The former blend in easily with the full-time bureaucracies of political parties. Only the latter figure can escape the constraints of bureaucracy to become “a politician of great stature,” because “it is easier for him, the more he has a fortune which gives him independence and makes him ‘available,’ not tied to a business (as entrepreneurs are) but a person with an unearned income.”

The US sociologist Alvin Gouldner attacked Weber’s theory as a suprahistorical “metaphysical pathos.” According to Gouldner, Weber had ignored many of the dysfunctions of bureaucracies in his ruler-centric vision, such as their tendency to split into competing empires, their culture of ultraconformism, and their stress on formal outward appearances.

In his own analysis of bureaucracy, the Belgian Marxist Ernest Mandel pointed out that the majority of people would hardly abstain from meetings and allow bureaucracies to dominate if they actually had the power to decide on the issues that shaped their lives. Apathy and acceptance of bureaucracy arise from a sense of powerlessness that is a necessary part of capitalist societies.

If that feeling of powerlessness was absolute, no revolts would be possible. Fortunately, however, history is full of examples of revolutions against states that commanded the highest levels of bureaucratic organization.

Stratification and Struggle

Almost every sociology course contains a module on stratification. The term is derived directly from Weber’s somewhat fragmentary writing on class, status, and party. To his credit, Weber recognized the reality of class conflict, in contrast to the functionalist school that dominated Cold War US sociology.

However, his concept of social class is simply one based on shared life chances. There is no reference to the sphere of production and crucially, the relationship between social classes is not one of exploitation. Weber’s multiclass model becomes a convenient way to separate off the rentier from the manufacturing capitalist, with the former receiving “unearned gains” while the latter does not.

There are, of course, different fractions within the capitalist class, but these divisions are much less absolute than Weber imagined them to be. His concern was to create a “national economic policy” that would guard against “the disarmament of its own nation by fanatical interest groups or the unworthy apostles of economic peace.” Hence the separation of usurious finance from healthy manufacturing.

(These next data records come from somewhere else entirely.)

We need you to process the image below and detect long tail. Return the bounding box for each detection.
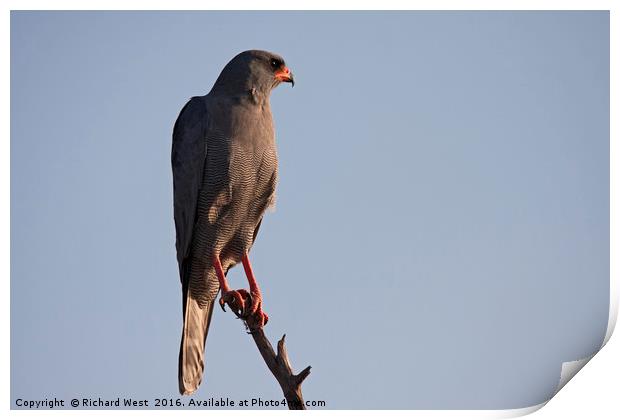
[178,266,216,395]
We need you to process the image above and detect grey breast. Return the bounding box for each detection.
[187,95,278,302]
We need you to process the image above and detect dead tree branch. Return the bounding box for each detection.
[249,329,312,410]
[223,300,312,410]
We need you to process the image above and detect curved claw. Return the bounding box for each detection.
[219,289,249,318]
[220,288,268,329]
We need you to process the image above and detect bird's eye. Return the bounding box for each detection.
[270,59,279,69]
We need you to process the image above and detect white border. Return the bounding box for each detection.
[3,1,617,418]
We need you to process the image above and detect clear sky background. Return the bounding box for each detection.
[11,11,609,409]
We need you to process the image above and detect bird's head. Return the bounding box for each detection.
[211,50,294,97]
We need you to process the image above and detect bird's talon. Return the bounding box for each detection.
[220,288,267,329]
[220,290,247,316]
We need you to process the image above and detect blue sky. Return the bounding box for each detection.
[11,11,609,409]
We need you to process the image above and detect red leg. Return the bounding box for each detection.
[241,253,268,327]
[213,255,248,315]
[241,253,260,295]
[213,255,230,293]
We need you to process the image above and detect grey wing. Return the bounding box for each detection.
[171,96,208,278]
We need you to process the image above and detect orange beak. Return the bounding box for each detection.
[275,66,295,86]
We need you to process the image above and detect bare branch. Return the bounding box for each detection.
[224,301,312,410]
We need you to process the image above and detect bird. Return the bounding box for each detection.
[171,50,294,396]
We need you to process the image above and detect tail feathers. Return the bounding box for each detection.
[178,293,214,395]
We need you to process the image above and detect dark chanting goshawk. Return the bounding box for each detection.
[171,50,294,395]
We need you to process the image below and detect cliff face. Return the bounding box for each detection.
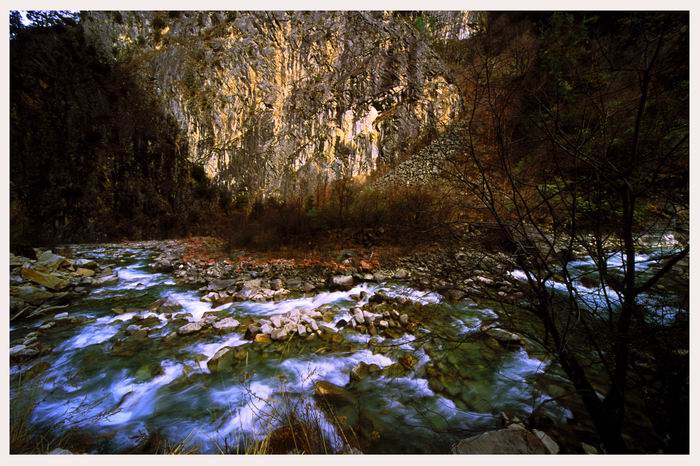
[81,11,463,200]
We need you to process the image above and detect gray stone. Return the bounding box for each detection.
[10,344,39,360]
[581,442,598,454]
[203,314,219,325]
[270,328,288,341]
[533,429,559,454]
[286,277,303,290]
[208,278,237,291]
[476,276,494,286]
[48,448,73,455]
[126,324,143,334]
[270,315,283,328]
[302,282,316,292]
[213,317,240,331]
[177,322,204,335]
[353,308,365,324]
[486,327,522,344]
[243,278,262,289]
[331,275,354,289]
[73,258,98,269]
[35,250,69,272]
[452,428,550,454]
[270,278,283,290]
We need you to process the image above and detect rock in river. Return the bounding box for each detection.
[11,284,57,305]
[212,317,240,331]
[331,275,354,290]
[20,267,70,291]
[452,427,551,454]
[35,250,69,272]
[314,380,356,406]
[73,258,98,269]
[177,322,204,335]
[207,346,239,372]
[485,327,522,345]
[75,267,96,277]
[10,344,39,361]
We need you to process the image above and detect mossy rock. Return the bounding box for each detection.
[398,352,418,370]
[428,377,445,394]
[381,363,408,378]
[135,363,164,381]
[314,380,356,406]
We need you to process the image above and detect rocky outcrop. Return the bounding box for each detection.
[81,11,463,199]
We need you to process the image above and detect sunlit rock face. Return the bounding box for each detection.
[81,11,463,199]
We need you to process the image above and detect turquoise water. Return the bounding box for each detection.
[10,243,583,453]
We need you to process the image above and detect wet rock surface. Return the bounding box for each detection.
[452,426,553,454]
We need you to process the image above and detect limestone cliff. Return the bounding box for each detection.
[81,11,464,200]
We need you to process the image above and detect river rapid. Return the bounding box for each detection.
[9,239,686,453]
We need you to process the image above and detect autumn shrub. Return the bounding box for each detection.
[224,180,461,250]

Weber’s greatest contemporary influence probably comes through his concept of status, which is defined as a measure of prestige and honor. Many writers use this concept to claim that there is a fundamental division between white-collar and blue-collar employees. According to this argument, white-collar employees tend to focus on erecting barriers to exclude those below them from entering their profession. As this segment of the workforce grows, the working class as the agent of change supposedly disappears.

However, we should note that the social distinction between office and manual workers was much greater in Weber’s time than it is today. Moreover, Weber’s concept of status slips uneasily between precapitalist and modern periods. By using the German term Stand, which can be translated by the English words “estate” or “status,” Weber ossified this division between different categories of workers.

The reality today is that white-collar employees are subject to much greater monitoring at work than in the past. They are the target of productivity-enhancing measures such as key performance indicators and their work contracts are often precarious. Moreover, they are frequently more heavily unionized than in earlier periods.

In other words, as Harry Braverman pointed out in his work Labor and Monopoly Capital, they have been proletarianized. By neglecting the role of exploitation in class relations, Weberian sociology misses this important dynamic.

The criticisms made above are not an argument for removing Weber from the sociological cannon. It is important to understand how capitalist ideology is constructed. By studying Weber in his real political context, we can learn a lot about that process of construction.